軽率な約束をしてしまったかなと苦い顔をするエルピスだったが、そんなエルピスとは対照的にイロアスはそんなエルピスの判断を聞いてどこか嬉しそうな顔をしている。
そんな嬉しそうなイロアスに加えてもう一人、自分も居るんだと主張するようにエルピスの服の袖を少し引っ張りながら嬉しそうに声を上げる女の子がいた。
「エルピス様が無事でよかったです」
「エラも来てたんだね」
「フィトゥスさんと姉様達がクリム様に付いてるので私が抜擢されました」
「気配察知の範囲からすぐに消えたからてっきりフィトゥスが追いかけてきてるのかと思ってた。エラはやっぱりすごいね」
「ありがとうございます」
褒めながらエルピスがエラの頭を撫でると、エラは嬉しそうに目を細めながらそれを受け入れる。

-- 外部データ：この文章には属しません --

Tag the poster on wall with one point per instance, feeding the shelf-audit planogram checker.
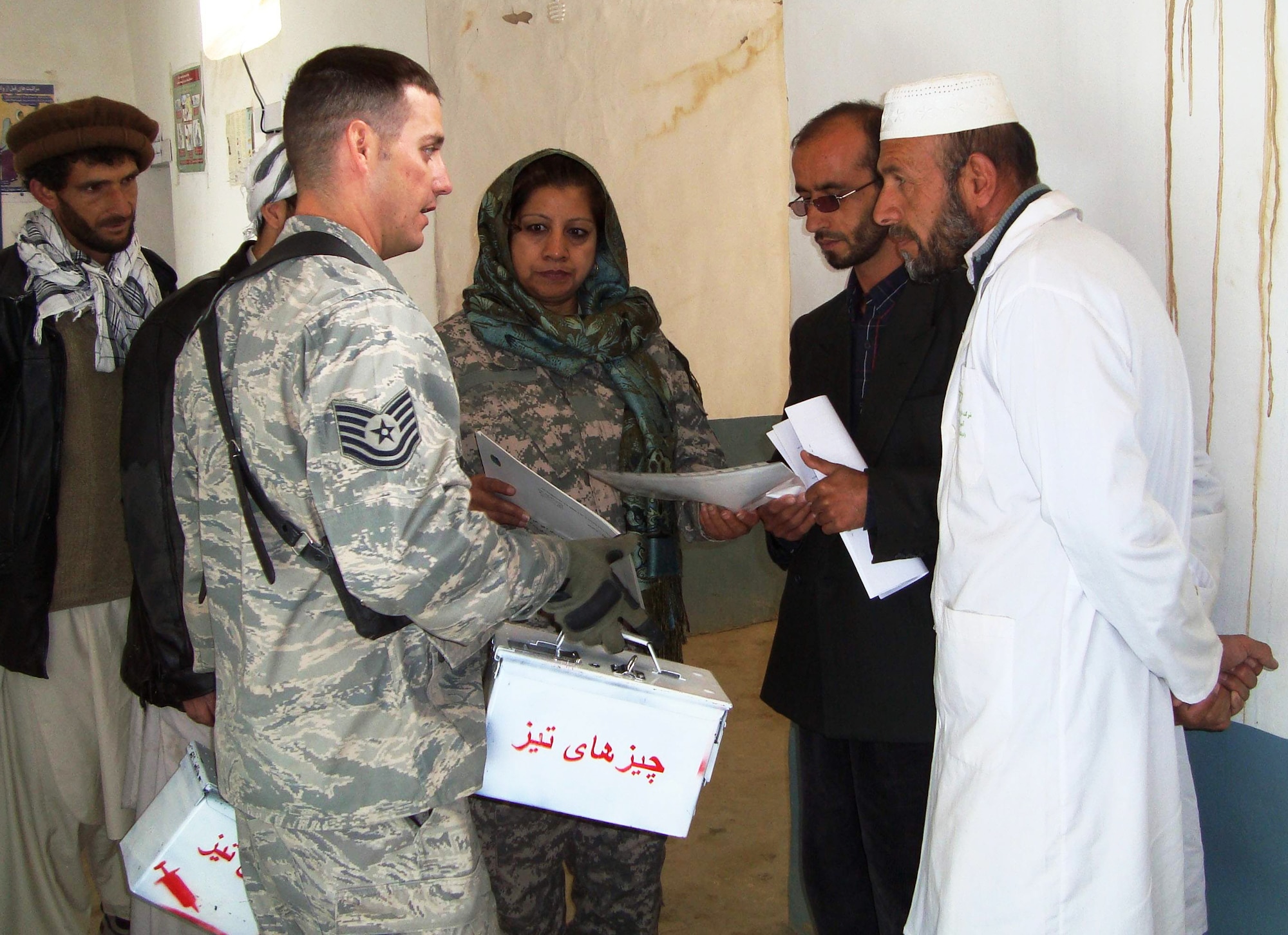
(17, 100)
(190, 131)
(242, 144)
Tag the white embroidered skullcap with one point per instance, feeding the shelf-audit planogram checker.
(269, 177)
(946, 105)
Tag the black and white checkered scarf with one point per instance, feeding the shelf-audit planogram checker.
(68, 281)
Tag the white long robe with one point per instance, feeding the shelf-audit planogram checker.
(1066, 605)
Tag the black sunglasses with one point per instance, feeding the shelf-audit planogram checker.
(825, 204)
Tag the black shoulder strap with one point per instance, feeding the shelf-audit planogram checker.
(316, 554)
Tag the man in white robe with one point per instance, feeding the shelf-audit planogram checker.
(1071, 634)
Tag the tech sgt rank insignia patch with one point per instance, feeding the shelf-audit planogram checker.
(383, 439)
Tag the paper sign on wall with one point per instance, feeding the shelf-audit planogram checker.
(17, 100)
(240, 127)
(190, 131)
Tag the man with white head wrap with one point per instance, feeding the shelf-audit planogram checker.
(158, 664)
(1071, 623)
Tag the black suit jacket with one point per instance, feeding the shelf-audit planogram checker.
(846, 665)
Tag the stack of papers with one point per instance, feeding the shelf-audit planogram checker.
(551, 511)
(815, 427)
(734, 489)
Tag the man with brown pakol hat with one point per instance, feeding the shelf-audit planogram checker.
(1068, 597)
(74, 290)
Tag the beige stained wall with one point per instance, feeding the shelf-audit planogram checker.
(682, 108)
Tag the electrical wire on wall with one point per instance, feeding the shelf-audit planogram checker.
(1268, 225)
(260, 99)
(1219, 16)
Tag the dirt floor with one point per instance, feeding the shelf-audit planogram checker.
(730, 875)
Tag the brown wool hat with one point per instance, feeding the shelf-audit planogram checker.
(61, 129)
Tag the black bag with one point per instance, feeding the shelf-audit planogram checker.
(156, 664)
(366, 621)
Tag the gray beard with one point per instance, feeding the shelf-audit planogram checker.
(947, 244)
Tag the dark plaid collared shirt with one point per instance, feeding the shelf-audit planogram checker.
(867, 315)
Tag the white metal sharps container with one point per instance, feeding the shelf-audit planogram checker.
(619, 739)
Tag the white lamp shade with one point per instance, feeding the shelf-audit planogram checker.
(234, 28)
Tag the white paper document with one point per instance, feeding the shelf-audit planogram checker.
(813, 426)
(549, 509)
(734, 489)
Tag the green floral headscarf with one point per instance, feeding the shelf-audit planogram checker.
(611, 329)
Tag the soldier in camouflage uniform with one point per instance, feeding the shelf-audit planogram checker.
(562, 414)
(348, 759)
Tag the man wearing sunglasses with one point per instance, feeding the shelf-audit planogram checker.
(855, 673)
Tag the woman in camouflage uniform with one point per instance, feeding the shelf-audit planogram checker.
(564, 364)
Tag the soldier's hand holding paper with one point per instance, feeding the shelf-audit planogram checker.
(489, 496)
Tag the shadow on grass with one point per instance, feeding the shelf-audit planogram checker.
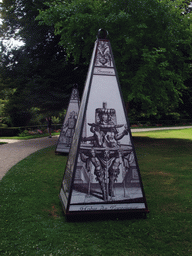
(32, 221)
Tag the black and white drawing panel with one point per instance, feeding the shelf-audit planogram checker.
(68, 127)
(106, 174)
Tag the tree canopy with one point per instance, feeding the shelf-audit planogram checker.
(151, 41)
(38, 71)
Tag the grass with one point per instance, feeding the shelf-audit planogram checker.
(32, 221)
(33, 136)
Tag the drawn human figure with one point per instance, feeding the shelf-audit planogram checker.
(106, 136)
(69, 127)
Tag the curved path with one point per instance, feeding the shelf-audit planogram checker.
(16, 150)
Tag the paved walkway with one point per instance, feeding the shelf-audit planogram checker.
(16, 150)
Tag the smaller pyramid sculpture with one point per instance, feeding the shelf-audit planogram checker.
(68, 127)
(102, 173)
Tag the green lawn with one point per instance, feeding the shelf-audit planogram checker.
(32, 221)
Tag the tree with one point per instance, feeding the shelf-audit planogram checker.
(151, 42)
(39, 71)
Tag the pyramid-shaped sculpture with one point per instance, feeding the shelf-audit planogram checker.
(102, 173)
(68, 128)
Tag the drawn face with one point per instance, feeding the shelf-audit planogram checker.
(104, 117)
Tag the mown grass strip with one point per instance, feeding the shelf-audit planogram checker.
(32, 221)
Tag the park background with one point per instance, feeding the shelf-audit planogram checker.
(151, 43)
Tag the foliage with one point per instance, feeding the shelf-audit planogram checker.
(150, 39)
(38, 71)
(32, 222)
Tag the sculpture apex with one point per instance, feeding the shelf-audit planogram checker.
(102, 34)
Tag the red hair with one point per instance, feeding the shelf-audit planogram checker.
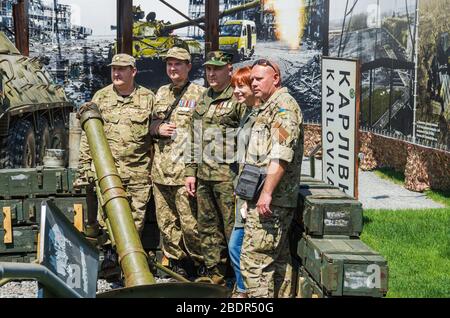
(242, 76)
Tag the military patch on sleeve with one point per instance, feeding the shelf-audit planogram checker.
(282, 134)
(282, 112)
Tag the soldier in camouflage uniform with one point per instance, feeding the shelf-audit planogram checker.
(176, 211)
(126, 110)
(215, 120)
(276, 145)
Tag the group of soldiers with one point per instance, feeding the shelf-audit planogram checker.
(180, 146)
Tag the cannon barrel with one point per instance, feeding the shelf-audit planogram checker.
(132, 257)
(231, 11)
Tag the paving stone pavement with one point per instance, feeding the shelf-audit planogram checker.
(377, 193)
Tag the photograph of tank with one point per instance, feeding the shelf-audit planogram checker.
(381, 34)
(433, 104)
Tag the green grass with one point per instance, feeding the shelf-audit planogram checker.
(440, 196)
(416, 244)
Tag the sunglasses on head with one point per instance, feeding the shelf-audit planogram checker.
(265, 62)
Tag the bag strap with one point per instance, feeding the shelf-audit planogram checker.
(177, 100)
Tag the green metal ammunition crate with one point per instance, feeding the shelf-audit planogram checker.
(344, 267)
(329, 211)
(36, 181)
(307, 287)
(28, 211)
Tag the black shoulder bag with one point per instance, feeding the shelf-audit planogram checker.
(156, 122)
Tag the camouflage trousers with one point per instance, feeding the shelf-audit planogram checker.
(176, 215)
(139, 195)
(265, 258)
(215, 219)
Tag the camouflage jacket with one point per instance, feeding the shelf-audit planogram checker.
(126, 126)
(278, 134)
(213, 131)
(171, 154)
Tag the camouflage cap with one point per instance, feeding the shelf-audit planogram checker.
(178, 53)
(123, 60)
(218, 58)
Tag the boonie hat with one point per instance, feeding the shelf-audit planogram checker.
(123, 59)
(218, 58)
(178, 53)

暴食と戦った時から甘えてくるようになった彼女は、最近何かと頭を撫でて欲しがるのでエルピスはもはや手癖のように行っていた。
幼い時に両親を亡くしているので父の代わりを求めているのだろう。
実年齢で言えばエラの方が年上ではあるのだが、エルピスからしてみればエラはまだまだ小さい子供だ。
甘えてくれる内は素直にこうして甘やかせてあげたい。
「いい雰囲気のところ悪いけど、そういう事ならこの後の事は見守っておくけどいいんだな?」
「大丈夫だよ。なんならこのまま奴隷を捕まえてる奴ら一網打尽にしてから行こうかな」
「……あんまり無茶するなよ。お前は強い、だけどまだ子供なんだから」
「大丈夫だよ父さん。それにもうこれが終わったら俺も子供じゃなくて成人になるんだからさ。俺もアルへオ家の一員として頑張らないと」
決意を胸に意気込むエルピスは、心配そうな父に任せてくれと胸を張る。
家の中で甘やかされて育って早いもので10年、与えられたものは数えられないほどに多く今からでも少しずつこの家に対して何かを返していきたい。
それがこの世界に生まれ落ちた自分の役目であり、エルピスとして産まれてしまった自分の役目だとそう思って居るからだ。
「そうだ父さん! 一つ忘れてたことがあったんだ」
「なんだ?」
「奴隷商に俺が捕まってる事、母さんにちゃんと報告しといてね。忘れると多分後が怖いから、じゃあよろしく!」
「あ、おいちょ、待てッ!!」
呼び止められる声を無視してエルピスは馬車のある方に走り去っていく。
ただでさえ生き道自分が監視できない事を不満たらたらにしていたクリムが、自分が見ていたにも関わらず奴隷商に捕まったうえにいまその奴隷商と行動を共にしていることがバレようものなら何を言われるか分かったものではない。
残されたイロアスは悲痛な顔でエラの方を向くと、既に寝息を立てているエラの姿がそこにはあるのだった。